Dreda: Interesting ConversationMature

  It's quite amusing, how queer a little girl can be. First she barges in on me as I gather my weapons, then she barges back out and I end up with that girl, Norida, and a man by a name that I cannot recall. Everyone has been suspicious of me since I arrived at this.... village. It doesn't matter, I'm here for my tribe, to help them understand the world of the white man. 

   They will be shocked once they learn of the truth about the Fae. We have legends about magical creatures, who are good and bad. It turns out those creatures are real. I'm guessing the women here are not used to me and my people. Considering they keep questioning me, my intelligence, my people, my reasons for being here, and almost everything I do.  It doesn't help that the most recent questioning, Norida gave my name. In my village, one does not know another's name unless they are of blood or like blood in spirit. 

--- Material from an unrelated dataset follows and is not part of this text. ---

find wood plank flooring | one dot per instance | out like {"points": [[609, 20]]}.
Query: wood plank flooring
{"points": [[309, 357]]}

   The white man here doesn't understand why my people don't engage in petty fights or squabbles. We don't because we believe in fighting only when we have to and arguing only over a trade. That's why I keep my silence when questioned, because I have no need to right my position in front of an enemy. Which is why I am irritated with Norida for defending me. Now, as I take a walk by myself, lost in thought, I see a certain someone on a rooftop. Alone.

   I remember the others calling her Kate. I sit for a while and watch her, trying to figure out why she looks confused and lost. Then I turn and see a man gazing at her as well. Appears that someone has an admirer. I smirk and study the man, trying to think back on all the faces I've seen. He has kinky hair, medium build and height, and a bit of a beard. I know him, but from where? Shaking my head, I walk towards the infirmary tent. I don't understand how ignorant the people here can be when it comes to love. In my village... in my village...

   "In your village? Did they have a lot of pretty girls there?" I stop, startled out of my reverie. Was I speaking my thoughts out loud?

   "Who are you?" I ask with narrowed eyes.

   "Forgive me, Milady. My name is Griever." As much as any man can do, the man who speaks to me tries to bow in the infirmary bed that he resides in.

   "Griever." I test his name, making sure I will remember it. I recall how heavily he was carrying himself back to the camp. It takes a man of great strength to do what he did. His green eyes were weak with exhaustion, his face contorted in pain. It was like one of our male warriors coming back after a long battle.

   "Would you tell anyone if I left the infirmary early?" Griever asks with a mischievous glint in his eyes. 

   I smile, knowing my answer before he asks. "Yes. So don't try to pull anything, because I'm no fool."

   "Why, I would never suggest such a thing! I would just enjoy an evening stroll, that's all." He shrugs with an innocence too true to believe and then winces and looks down at his arm, which was still bound by a sling.

   I slide back another comment to distract him from his arm. "Well, you won't be getting one anytime soon." Again, I smile, quite enjoying this lion of a man who reminds me of my fellow warriors.

   A woman who I don't recognize, but who Griever does, walks in and I know he won't be able to 'enjoy a evening stroll'. I bid my farewell and he says goodnight as I hurry out of the infirmary. I wouldn't want another questioning to occur.  I hear laughter far off into the night and decide that a evening stroll would suit me just about now.